Во всяком случае, кое-где ощущаются, словно специально, эти часто «печоринские» циничные нажимы, как уже говорилось, рядом с романтическими непосредственными метафорами и суждениями. Кстати. О структуре повести, составленной из этих отдельных рассказов. Прямо вдруг восхитился – гениально ведь – такому нелинейному повествованию в XIX веке! Предвосхитил он такой нелинейный подход к структуре сочинения, естественного лишь впоследствии, в XX веке. А потом, судя по датам написания (точнее, публикаций) отдельных рассказов (частей), стало представляться, может быть, другое: и опять-таки, и не задумывался он специально о непривычной и очень удачной (для читательского интереса людей XIX века): в начале о романтической любви, о людях Кавказа, природе – «Бэла», а уж потом «Максим Максимыч», внешность и равнодушный цинизм героя, а затем уж все его размышления – «Дневник». Но перед этими размышлениями – «Тамань» – как бы просто подлинный эпизод, без всяких слишком «печоринских» нажимов. А уж в конце «Фаталист»: философская, по сути, концовка – о предопределении (согласен во многом с философской трактовкой «Фаталиста» у Игоря Виноградова). «Фаталист» подытоживает всю повесть с ее глубокими обобщениями этого слоя «героев» – современников автора.

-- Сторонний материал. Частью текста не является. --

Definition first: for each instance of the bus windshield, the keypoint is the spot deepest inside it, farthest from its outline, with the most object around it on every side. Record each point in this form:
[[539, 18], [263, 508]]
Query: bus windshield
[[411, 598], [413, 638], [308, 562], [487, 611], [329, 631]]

Но был ли такой точный план структуры: писал художник, а не умственный составитель. А получилось замечательно, получилось «само собой» гениально, потому что подлинный гениальный художник.
Как восхищался Белинский: «Недавно я был у него в заточении и в первый раз разговорился с ним от души. Глубокий и могучий дух. Как верно он смотрит на искусство, какой глубокий и чисто непосредственный вкус изящного!..» (апрель 1840 г. Это после ареста, после дуэли с сыном Баранта).